Depuis l’invasion de 2003, le peuple irakien assiste à une brutale détérioration de la société civile au point de regretter les jours où Saddam Hussein tenait les rênes du pouvoir. Dans un pays où sévit sans trêve une violence sectaire entre sunnites, chiites et Kurdes, l’anarchie règne et s’amplifie par la présence des forces américaines et des paramilitaires iraniens. Le résultat? Entre 2003 et 2010, quatre millions de réfugiés ont gagné des pays voisins, sans compter des millions d’autres qui se sont déplacés à l’intérieur du pays. Malgré l’élection d’un nouveau gouvernement, le pays a continué à être le théâtre d’affrontements ethniques. Avec le «Printemps arabe» qui a plongé la Syrie dans une guerre civile brutale, l’État islamique en Irak et en Syrie (EIIS) a pris le contrôle effectif d’une grande partie du territoire irakien en 2014-2016.
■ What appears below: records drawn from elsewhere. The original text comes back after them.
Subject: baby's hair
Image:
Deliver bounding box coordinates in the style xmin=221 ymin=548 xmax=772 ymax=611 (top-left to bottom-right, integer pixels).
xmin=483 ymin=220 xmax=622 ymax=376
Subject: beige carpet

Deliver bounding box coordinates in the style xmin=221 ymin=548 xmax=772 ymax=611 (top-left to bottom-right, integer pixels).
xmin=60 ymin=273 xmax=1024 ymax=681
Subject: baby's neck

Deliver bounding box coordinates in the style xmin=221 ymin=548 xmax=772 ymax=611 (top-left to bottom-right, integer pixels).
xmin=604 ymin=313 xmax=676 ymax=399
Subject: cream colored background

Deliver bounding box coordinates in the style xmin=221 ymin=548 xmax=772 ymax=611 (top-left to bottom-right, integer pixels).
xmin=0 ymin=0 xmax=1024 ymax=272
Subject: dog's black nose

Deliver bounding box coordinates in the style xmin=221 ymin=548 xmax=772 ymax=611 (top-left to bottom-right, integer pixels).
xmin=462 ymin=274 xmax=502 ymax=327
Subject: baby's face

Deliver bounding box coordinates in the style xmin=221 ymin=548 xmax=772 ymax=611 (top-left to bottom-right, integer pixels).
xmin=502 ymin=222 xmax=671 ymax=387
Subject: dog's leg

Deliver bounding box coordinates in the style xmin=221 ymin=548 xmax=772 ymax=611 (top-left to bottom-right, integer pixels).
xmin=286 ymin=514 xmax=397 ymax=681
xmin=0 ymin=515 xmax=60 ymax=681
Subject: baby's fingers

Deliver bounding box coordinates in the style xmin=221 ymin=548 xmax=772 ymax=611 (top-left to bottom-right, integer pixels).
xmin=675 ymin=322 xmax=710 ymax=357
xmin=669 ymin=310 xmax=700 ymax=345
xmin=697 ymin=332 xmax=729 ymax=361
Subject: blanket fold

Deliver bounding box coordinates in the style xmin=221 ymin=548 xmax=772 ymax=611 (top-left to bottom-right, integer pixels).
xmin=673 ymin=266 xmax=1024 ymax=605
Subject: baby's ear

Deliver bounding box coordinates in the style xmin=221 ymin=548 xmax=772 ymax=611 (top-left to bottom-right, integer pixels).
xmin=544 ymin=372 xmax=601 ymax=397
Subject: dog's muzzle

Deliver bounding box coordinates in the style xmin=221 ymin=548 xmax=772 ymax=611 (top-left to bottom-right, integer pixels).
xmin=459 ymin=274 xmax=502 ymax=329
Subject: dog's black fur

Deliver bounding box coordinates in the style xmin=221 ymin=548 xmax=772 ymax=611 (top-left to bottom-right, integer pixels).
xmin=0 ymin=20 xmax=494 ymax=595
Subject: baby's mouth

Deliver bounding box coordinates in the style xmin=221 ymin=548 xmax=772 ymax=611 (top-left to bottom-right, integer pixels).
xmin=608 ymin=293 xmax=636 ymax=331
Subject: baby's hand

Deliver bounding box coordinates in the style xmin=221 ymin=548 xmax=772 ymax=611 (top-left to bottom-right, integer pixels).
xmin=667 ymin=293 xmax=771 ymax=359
Avec la défaite en 2017 de l’EIIS, tombé aux mains des forces locales et d’une coalition internationale, le peuple irakien se retrouve encore confronté à la même question: comment faire avancer le processus de paix et de stabilité malgré les questions sectaires non résolues et les graves difficultés économiques? Pour la majorité des Irakiens, la victoire sur l’EIIS s’est révélée une bonne chose. Cet avis n’est pas partagé par les démunis: beaucoup d’entre eux vivent dans des conditions pires qu’auparavant, caractérisées par un taux de chômage élevé, le sous-emploi, le manque d’accès à la nourriture et aux soins de santé.
Du coup, un nouveau phénomène s’est produit en octobre dernier: les Irakiens, que l’appartenance culturelle ou religieuse divisait autrefois, se sont mis a manifester dans un esprit de solidarité. Kurdes, sunnites et chiites se sont ligués contre un gouvernement qu’ils qualifient de profondément corrompu. Au cours des trois mois de manifestations, le gouvernement a répliqué brutalement: plus de 300 personnes sont mortes et 10 000 ont été blessées. Las, brisé et en colère, le peuple, un singulier amalgame de groupes, est plus déterminé que jamais à voir les choses évoluer. Beaucoup se demandent à présent si l’Irak peut éviter de plonger dans une guerre civile.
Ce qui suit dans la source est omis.